両親の家を姉と二人で片づける 第1話 ~モノから伝わってきた母の愛~

片づけようとしても、ゴミ袋から拾ってきてしまう母。存命中は何ひとつ手をつけられなかった 川村のぞみさん 熊本県・67歳

 

「25年前に父が亡くなり、5年前の夏に母が旅立ちました。兄たちは遠方に住んでいるため、姉と私の二人で実家を片づけました」

父親が亡くなったあと、川村さんは姉とともに家の整理をしようとしたことがある。

 

「でも、母は“これは……、これも……”と捨てるのをいやがりました。ゴミ捨て場に持っていった品を、母がそっと家に持ち帰るほどだったんです。これには私も姉もショックを受けました。

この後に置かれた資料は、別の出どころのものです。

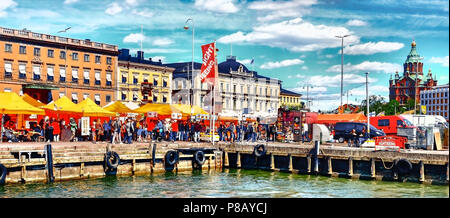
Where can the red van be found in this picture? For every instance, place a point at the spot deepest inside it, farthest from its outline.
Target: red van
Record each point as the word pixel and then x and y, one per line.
pixel 389 124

私たちにとっては単なるものであっても、母にとっては家にあるものは、自分が生きてきた日々の証であり、思い出が詰まった品々だったのです。それで、母が存命中は家の荷物に手をつけず、そのままにしておいたんです」

両親は明治生まれで戦争体験者。モノを粗末にしない「もったいない世代」だった。

 

「母が残したもので最も多かったのが着物でした。母は和裁の先生をしていたんです。母がいちばん好きだった服や着物は、お棺の中におさめました。上等なものや状態のいいものは、体型の似ている伯母や義姉、実の姉と分けました」
残りの着物は寄付したり、リサイクルショップにも持っていったりした。

「でも、リサイクルショップはひと山650円という二束三文の値段。母の気持ちを思うとせつなくなって、1回きりでやめました」

 

箪笥などの家具類は、知人に車を借りて、ゴミ焼却場へ直接運び、500円のシールを貼って粗大ゴミとして出した。ベッドなどは、「何でも引き受けます」という不用品回収業者に大型トラック1台分1万円で引き取ってもらった。
「古い小さな箪笥や火鉢などの骨董は私の家に持ってきて、和室に置いたり、庭で蓮の花を育てるのに使って楽しませてもらっています。靴や下駄も、サイズが一緒だったので、私が引き取りました」

 

娘の給与明細、手づくりのプレゼント……母への思いがこみ上げる

思わぬものも見つけた。

「私の小・中学校時代の絵画、お習字、通知表や日記などを、母は箱に入れて大事にしまっていたんです。自分は両親に愛されていたんだなぁ、大切に育ててくれたんだなぁと改めて胸が熱くなりました。私が公務員をしていた頃の給与明細までありました。共済年金の受給申請の際、その書類が証明となって、少額ですが年金をいただけることに。母の最後のプレゼントだったような気がしました」

 

娘時代、川村さんが母・美智子さんの誕生祝いに贈ったケープも見つかった。髪をとかすときに肩にかける手作りのケープ。川村さんが添えた手紙とともに箱にしまってあった。
「手芸が苦手な私が一生懸命作ったもので、母は“もったいない、もったいない”と宝物のように扱っていたんです。そして“のぞみちゃんが作ってくれましたのよ”と誰にでも見せて喜んでいました。箪笥の引き出しから出てきたときは、あの頃の母に出会ったような気がして思わず大泣きしてしまいました」

 

だが、夏の暑さの中で、介護疲れも癒えぬままスタートせざるを得なかった片づけは予想以上にこたえたという。